We choose being stressed over being lonely.
Problems of synchronous communication
One of many problems with this choice is that this stress is distributed unequally. People in managing roles spend more time communicating and therefore have to endure more stress if real-time chat is the main form of communication.
Another problem is that the feeling of presence created by the continuous flow of incoming messages is fake. The higher the stress level is, the lower one feels the positive aspects of this faked closeness. After a while of being in this situation one realizes that despite constantly communicating, one is still sitting alone at home in front of a computer.

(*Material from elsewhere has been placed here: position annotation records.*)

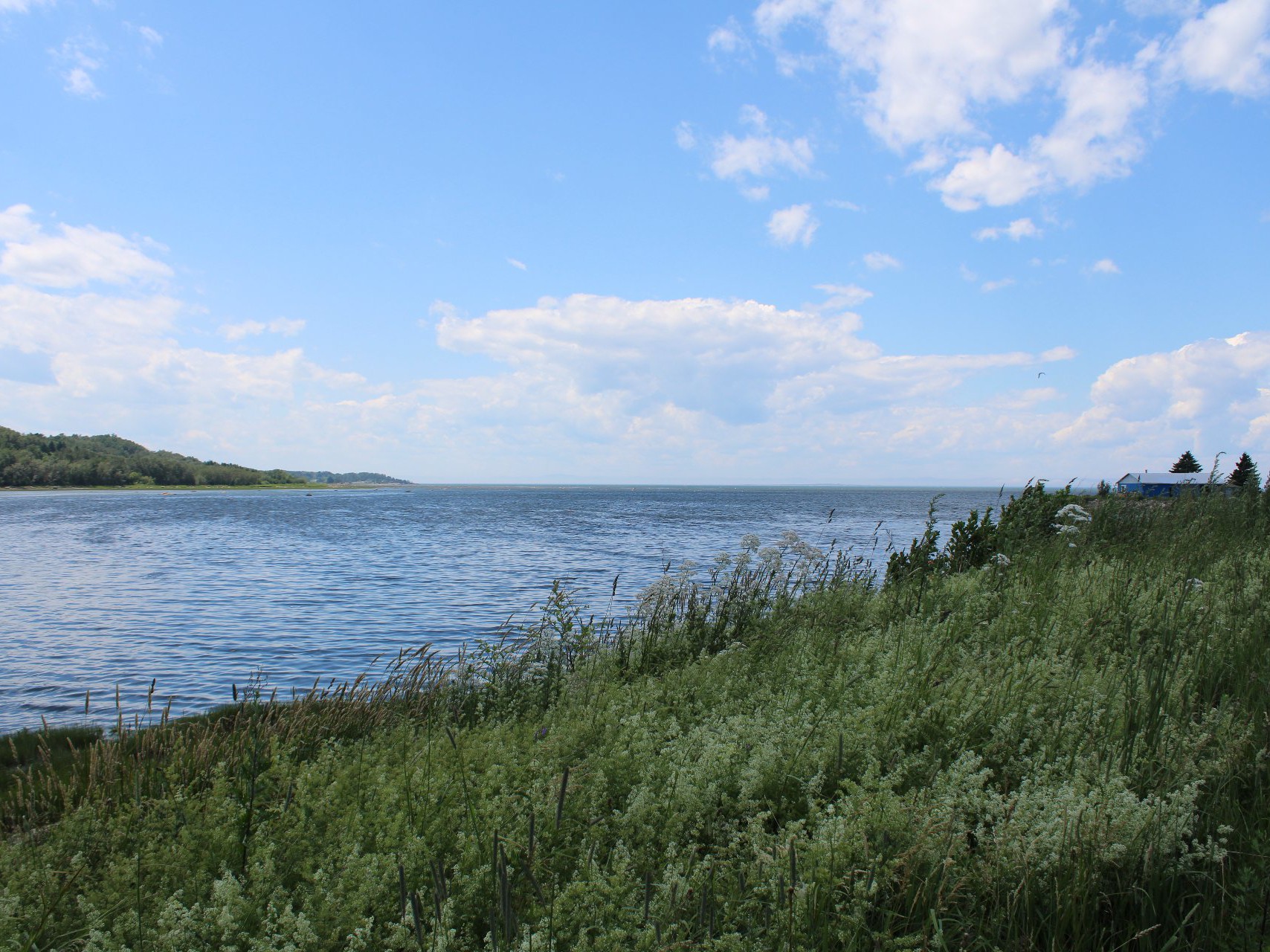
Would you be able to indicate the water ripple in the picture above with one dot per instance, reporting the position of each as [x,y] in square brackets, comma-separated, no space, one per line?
[202,590]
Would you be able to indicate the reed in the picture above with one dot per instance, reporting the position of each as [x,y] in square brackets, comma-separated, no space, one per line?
[1028,739]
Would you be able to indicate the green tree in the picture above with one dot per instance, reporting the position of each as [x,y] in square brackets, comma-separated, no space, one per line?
[1245,473]
[1187,463]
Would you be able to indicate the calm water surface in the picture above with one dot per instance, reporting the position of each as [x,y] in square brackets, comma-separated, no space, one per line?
[202,590]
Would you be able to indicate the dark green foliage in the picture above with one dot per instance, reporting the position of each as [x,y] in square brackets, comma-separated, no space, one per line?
[326,476]
[1065,751]
[1187,463]
[34,459]
[1031,515]
[1245,473]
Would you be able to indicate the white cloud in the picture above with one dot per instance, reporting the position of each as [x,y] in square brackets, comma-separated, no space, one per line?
[71,258]
[739,361]
[760,157]
[1094,139]
[286,327]
[1227,48]
[990,286]
[877,261]
[753,118]
[16,224]
[793,225]
[115,358]
[1212,396]
[729,39]
[82,57]
[932,65]
[79,82]
[1015,231]
[934,78]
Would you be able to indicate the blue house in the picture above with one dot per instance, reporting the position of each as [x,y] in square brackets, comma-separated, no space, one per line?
[1160,483]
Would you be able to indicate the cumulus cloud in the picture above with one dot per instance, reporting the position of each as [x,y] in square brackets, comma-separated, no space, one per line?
[877,261]
[83,306]
[1015,231]
[729,39]
[735,361]
[1213,396]
[286,327]
[1226,48]
[73,257]
[150,36]
[793,225]
[80,57]
[931,65]
[931,78]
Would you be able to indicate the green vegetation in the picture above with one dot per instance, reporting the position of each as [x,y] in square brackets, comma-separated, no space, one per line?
[34,459]
[1049,733]
[326,476]
[1187,463]
[1245,473]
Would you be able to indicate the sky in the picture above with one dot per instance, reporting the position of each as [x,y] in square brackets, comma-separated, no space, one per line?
[790,242]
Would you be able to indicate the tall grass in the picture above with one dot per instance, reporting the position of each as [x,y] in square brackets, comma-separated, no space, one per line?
[1026,739]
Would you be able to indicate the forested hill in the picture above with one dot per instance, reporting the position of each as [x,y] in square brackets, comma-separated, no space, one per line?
[326,476]
[34,459]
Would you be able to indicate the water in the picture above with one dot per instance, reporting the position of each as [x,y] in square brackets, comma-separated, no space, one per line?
[202,590]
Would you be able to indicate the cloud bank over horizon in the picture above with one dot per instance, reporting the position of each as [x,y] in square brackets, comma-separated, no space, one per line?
[624,390]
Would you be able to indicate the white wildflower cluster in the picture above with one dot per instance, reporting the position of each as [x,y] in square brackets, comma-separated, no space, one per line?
[1071,520]
[999,561]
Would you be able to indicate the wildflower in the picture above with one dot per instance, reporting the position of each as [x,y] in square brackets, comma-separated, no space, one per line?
[1074,512]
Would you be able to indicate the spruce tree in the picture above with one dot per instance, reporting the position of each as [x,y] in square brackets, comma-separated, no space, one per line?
[1245,473]
[1187,463]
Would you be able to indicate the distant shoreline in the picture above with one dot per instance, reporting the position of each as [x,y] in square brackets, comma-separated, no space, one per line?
[258,487]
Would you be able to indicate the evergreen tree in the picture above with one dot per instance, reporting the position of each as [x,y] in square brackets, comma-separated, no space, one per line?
[1187,463]
[1245,473]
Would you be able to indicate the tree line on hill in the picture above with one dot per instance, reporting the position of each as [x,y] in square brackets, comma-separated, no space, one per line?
[1245,472]
[326,476]
[34,459]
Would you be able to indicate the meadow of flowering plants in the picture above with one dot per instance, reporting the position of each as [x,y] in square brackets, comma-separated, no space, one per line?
[1047,733]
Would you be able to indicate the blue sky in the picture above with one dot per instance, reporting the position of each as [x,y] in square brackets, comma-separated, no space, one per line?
[787,242]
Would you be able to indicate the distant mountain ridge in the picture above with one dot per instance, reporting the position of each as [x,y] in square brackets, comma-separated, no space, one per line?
[326,476]
[34,459]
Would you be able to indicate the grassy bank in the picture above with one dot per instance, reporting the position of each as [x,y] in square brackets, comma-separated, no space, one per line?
[1028,739]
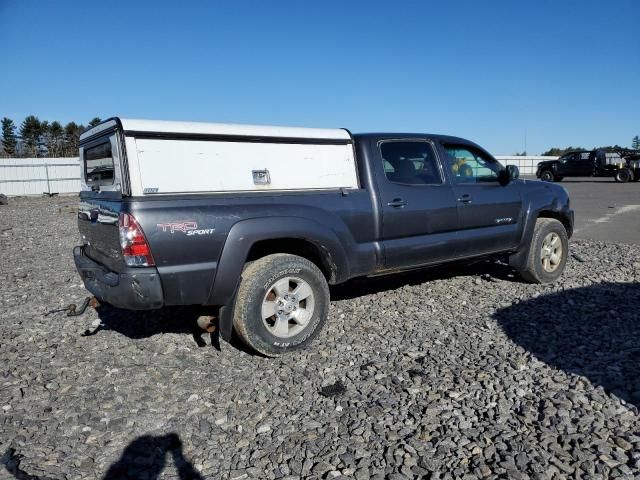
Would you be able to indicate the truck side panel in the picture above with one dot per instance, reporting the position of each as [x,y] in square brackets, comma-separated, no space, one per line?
[188,234]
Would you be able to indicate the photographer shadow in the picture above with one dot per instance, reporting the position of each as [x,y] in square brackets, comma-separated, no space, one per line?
[591,331]
[144,324]
[146,458]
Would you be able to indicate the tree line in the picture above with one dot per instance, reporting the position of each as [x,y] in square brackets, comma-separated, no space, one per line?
[41,138]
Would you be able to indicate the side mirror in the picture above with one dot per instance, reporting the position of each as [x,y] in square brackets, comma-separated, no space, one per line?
[508,174]
[513,171]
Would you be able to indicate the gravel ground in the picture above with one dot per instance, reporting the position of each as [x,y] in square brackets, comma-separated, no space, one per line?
[465,373]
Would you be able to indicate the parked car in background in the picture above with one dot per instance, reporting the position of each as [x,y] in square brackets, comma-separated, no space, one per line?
[621,165]
[255,222]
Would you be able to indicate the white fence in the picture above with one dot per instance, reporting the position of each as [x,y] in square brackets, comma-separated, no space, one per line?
[527,165]
[35,176]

Closeness gets reduced to availability, because everything the computer does is presenting you with a new demand from a different face on your screen every couple of minutes until you turn it off and are free again.
Why asynchronous communication is better
Instead of listing the huge amount of pros and the few cons of asynchronous communication myself, I recommend you the two best resources I could find on this topic:
- the fantastic post about asynchronous communication by Doist
- this great collection of arguments by Basecamp
I just need to add two important points missing in their posts:
Each form of communication perpetuates itself.
The more communication happens synchronously, the more information is shared in inaccessible ways, with lack of context and without structure. This leads to people asking each other follow-up questions and having clarification meetings, because information is locked in peoples’ minds.
The more communication happens asynchronously, the more information is shared in accessible ways, in context and in structured ways. This leads to people asking fewer follow-up questions and having fewer clarification meetings, because information is accessible without somebody else having to share it.
Asynchronous communication in offices is even better
Although remote work is a great fit for asynchronous communication, the transition to it doesn’t happen automatically when becoming a remote company. Plus it’s also not limited to remote work either.
Companies can choose to communicate asynchronously when working in an office too. It reduces the noise in the office due to fewer calls and chats, frees up meeting rooms since there are less meetings and it greatly improves the collaboration with and the experience of people working remotely.
All its benefits remain, while its downsides disappear when most people are in the same space: it’s easy to hash things out quickly, tackle red alerts, have fun and get a sense of belonging when you are in an office.